第18羽 ドラマを観せられ、
授業の進行度との差異が気にかかってはいたが、さほど違いはなくひと安心した。むしろこちらの学校の方が遅かったので、少しの間は肩の力を抜いて学校生活に望めそうだ。
最後の授業では、春休みの期間で緩んだ心を引き締めて授業を心がけろという、僕の心中を言い当てたような、決まりきった担任教師の苦言を頂いた。
みんなも関心を持てずに聞いていたが、ゆるゆると話が脱線し始め、先生のプライベートの話を聞き出そうとしてから流れが変わった。
最後の授業とHRとは地続きで、時間の猶予はたっぷりあったが故に先生の失恋話が話題に上がってからは、怒涛の愚痴話がクラスを支配してしまった。

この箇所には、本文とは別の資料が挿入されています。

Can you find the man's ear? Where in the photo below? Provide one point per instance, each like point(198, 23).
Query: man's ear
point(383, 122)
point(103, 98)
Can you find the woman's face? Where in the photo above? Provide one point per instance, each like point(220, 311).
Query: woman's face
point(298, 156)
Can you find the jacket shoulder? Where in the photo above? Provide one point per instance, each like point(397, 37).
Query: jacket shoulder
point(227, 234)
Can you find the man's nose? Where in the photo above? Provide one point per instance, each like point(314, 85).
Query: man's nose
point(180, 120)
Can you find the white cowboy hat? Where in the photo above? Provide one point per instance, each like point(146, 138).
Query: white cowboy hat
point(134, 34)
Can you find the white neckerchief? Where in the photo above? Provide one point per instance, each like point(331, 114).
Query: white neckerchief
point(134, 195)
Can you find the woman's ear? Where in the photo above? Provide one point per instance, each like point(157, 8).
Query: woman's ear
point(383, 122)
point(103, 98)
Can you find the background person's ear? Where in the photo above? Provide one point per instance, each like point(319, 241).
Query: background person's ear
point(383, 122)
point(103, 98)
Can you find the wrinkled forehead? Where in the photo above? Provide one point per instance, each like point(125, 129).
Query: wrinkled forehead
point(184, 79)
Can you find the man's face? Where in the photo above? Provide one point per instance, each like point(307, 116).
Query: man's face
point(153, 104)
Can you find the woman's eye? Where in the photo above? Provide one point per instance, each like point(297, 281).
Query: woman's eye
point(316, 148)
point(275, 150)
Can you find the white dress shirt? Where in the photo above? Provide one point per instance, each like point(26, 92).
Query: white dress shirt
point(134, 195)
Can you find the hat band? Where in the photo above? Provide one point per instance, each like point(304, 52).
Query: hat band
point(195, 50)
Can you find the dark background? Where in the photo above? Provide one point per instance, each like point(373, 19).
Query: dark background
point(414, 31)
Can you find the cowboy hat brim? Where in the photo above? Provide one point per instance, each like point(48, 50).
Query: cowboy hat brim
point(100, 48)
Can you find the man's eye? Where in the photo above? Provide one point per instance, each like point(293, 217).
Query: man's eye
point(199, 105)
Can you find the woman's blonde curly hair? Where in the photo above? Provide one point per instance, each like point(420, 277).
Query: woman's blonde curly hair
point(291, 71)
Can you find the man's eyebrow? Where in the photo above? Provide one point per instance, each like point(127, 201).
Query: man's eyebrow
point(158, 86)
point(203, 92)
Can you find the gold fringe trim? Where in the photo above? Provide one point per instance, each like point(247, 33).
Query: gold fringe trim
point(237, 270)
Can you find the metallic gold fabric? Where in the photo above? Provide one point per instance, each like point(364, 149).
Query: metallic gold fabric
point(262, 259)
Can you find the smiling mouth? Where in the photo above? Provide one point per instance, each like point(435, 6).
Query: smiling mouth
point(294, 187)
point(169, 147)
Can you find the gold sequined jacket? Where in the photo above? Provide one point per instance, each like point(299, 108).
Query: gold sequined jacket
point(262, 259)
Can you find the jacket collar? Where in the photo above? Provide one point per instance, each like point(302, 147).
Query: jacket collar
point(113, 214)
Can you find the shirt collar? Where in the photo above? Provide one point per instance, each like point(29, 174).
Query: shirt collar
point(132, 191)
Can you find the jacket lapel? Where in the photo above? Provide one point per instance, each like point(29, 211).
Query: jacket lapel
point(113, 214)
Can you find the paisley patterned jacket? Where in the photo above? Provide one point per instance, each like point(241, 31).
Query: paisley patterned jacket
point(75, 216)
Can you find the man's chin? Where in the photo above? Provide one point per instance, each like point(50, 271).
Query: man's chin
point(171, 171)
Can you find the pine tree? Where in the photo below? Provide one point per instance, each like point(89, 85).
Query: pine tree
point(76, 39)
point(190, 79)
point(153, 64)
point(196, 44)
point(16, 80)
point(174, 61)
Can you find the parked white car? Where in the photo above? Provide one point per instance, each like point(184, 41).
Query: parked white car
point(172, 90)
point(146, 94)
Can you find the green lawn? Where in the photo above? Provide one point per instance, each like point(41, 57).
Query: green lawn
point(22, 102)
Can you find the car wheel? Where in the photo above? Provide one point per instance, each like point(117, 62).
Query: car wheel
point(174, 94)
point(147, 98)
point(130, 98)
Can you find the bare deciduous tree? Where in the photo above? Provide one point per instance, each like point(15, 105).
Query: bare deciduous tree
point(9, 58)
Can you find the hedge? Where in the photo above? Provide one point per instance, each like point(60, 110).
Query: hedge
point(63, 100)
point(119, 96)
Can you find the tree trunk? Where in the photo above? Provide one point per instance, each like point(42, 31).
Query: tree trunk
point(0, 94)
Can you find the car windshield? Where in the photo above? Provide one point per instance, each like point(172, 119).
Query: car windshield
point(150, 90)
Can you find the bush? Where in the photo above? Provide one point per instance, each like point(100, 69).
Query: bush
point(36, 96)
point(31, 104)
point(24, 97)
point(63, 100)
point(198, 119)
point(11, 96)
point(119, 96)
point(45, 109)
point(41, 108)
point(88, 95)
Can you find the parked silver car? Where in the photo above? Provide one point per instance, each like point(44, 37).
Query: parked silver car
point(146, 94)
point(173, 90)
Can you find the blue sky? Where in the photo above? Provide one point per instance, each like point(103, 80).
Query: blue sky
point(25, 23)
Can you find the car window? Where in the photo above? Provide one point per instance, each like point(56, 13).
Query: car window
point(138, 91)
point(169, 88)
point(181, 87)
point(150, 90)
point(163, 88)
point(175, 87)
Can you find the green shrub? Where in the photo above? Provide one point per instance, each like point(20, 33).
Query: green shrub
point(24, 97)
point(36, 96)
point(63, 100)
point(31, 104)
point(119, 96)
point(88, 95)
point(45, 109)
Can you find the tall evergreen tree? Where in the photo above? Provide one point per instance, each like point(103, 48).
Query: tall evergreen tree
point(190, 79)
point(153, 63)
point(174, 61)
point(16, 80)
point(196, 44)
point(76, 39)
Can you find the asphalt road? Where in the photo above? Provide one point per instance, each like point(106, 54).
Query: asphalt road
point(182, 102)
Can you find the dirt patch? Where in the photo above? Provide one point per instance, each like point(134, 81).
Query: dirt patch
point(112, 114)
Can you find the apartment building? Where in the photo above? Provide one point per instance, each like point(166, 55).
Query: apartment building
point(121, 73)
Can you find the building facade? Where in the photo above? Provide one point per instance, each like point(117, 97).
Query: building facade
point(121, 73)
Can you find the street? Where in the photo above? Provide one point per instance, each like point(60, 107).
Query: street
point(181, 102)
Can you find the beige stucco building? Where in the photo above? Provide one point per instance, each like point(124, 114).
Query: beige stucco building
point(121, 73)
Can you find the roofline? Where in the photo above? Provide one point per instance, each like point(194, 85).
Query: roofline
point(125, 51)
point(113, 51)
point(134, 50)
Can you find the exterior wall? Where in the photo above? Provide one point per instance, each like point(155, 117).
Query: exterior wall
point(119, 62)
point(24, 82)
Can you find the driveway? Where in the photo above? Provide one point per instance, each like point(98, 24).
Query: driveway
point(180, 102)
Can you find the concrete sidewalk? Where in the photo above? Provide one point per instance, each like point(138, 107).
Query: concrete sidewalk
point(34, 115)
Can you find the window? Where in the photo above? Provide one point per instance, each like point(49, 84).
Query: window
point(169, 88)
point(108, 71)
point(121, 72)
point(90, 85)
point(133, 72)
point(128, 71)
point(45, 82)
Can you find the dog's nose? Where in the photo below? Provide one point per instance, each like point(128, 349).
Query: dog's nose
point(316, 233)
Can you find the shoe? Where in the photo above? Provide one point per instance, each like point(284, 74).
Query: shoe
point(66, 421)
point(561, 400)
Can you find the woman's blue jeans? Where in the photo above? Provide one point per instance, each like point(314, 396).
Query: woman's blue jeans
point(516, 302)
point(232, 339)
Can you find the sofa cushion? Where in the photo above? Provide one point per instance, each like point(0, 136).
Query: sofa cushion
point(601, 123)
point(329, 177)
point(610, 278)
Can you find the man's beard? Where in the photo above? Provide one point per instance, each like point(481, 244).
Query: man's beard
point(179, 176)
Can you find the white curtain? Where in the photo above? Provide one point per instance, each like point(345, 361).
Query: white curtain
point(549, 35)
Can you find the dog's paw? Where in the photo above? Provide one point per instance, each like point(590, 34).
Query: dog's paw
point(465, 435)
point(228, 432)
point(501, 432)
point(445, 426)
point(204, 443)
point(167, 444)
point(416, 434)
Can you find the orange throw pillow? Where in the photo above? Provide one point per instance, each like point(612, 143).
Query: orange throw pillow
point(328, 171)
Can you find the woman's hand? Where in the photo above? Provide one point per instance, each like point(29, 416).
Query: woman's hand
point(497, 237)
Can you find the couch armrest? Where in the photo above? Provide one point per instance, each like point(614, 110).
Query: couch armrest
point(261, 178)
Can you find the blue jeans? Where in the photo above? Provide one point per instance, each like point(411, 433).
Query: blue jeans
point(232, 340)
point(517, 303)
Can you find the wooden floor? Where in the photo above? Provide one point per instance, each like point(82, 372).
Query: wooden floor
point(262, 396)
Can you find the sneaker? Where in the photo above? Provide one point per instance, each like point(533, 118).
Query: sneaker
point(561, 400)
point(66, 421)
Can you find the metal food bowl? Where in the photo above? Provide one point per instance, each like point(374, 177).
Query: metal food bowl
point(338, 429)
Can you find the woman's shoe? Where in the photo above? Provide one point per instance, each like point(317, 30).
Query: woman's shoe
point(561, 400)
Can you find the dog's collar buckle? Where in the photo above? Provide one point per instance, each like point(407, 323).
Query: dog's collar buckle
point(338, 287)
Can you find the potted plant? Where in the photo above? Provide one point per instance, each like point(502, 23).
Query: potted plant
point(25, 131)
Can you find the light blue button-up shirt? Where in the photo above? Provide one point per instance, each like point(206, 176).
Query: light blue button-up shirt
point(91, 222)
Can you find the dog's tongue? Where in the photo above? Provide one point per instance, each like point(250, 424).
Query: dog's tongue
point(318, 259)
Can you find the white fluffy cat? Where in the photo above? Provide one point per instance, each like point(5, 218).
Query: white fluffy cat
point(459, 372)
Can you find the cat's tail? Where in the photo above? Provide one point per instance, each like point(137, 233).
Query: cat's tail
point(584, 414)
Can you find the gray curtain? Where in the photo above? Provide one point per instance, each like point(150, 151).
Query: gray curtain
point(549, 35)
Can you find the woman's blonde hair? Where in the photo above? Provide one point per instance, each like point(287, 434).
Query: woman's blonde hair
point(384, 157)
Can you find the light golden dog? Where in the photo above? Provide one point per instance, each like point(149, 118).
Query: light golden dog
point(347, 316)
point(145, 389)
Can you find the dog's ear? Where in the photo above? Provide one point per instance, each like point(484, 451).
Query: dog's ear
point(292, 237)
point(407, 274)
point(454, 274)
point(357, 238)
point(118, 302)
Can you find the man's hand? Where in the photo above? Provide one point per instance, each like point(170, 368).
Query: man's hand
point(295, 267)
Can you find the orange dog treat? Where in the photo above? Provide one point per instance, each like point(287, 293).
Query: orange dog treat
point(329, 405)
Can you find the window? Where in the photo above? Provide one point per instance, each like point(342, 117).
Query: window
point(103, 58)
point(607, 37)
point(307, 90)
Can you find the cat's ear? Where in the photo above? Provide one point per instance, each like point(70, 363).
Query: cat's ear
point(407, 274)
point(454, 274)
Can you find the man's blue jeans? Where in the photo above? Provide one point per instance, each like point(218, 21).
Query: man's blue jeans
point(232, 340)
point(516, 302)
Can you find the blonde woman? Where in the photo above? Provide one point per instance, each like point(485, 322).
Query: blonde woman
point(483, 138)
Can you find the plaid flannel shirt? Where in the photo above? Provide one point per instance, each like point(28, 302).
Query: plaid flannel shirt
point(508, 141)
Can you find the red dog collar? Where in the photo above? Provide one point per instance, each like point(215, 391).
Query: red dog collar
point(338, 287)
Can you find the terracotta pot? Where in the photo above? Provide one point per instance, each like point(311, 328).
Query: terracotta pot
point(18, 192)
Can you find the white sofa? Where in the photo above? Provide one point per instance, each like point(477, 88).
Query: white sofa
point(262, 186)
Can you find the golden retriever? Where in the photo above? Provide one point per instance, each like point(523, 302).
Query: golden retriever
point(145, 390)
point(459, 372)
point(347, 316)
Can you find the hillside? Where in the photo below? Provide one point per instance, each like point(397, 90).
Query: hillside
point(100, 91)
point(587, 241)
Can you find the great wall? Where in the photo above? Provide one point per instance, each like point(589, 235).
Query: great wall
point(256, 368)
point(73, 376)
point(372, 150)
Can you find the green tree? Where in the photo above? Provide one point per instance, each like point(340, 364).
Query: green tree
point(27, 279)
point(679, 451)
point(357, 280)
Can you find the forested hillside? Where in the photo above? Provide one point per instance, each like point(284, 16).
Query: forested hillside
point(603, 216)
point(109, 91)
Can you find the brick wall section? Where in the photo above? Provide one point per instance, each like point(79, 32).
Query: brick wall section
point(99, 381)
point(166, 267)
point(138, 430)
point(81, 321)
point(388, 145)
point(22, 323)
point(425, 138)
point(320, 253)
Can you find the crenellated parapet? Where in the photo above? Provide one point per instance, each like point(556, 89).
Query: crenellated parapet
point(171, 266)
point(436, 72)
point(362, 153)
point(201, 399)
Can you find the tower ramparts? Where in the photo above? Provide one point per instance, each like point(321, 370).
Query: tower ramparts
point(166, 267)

永遠とも思える時間の経過が、みんなの表情から元気が抜け落ちていった。クリスマス当日に振られ、しかも彼氏にはお前は三番目の女だと蔑まれて、挙句車から山道に放り出されてそこから家まで数十キロをヒールで、夜に徒歩で帰った話をされた。
重すぎて笑えなかった。
罪の重さに耐え切れなくなった戦犯。
先生に恋愛話をふった女子は、とうとう途中で泣きじゃくり始めた。
「ううう、ゴメンなさいぃぃ。私、私のせいでぇええ」「そんなことないって。こういうのって誰にでもあるから、みんなあなたのことなんて責めてないから」「……ああ、そうだぜ。俺だって失敗の一度や二度だってあるさ。あの時だって……。でも、でもさ、今の俺には……みんながいるからっ!」
後ろの席の方ではみんなが自分の失敗談を明らかにして、人間はいつだって失敗して成長する生き物なんだよ、という真理にたどり着いているようだった。そんな彼らの友情はさらに強固なものになって、この苦しかった時間も、きっと大人になっても忘れない思い出の一ページになるんじゃないかなって、思ったんだ。
どこの青春ドラマだよって思った。
感動して「僕らはみんな一つだ!」と絶叫しながら胴上げしているクラスメイト達が青臭くて、鼻がひん曲がる前に帰宅しようと思ったら件の担任教師に呼び止められた。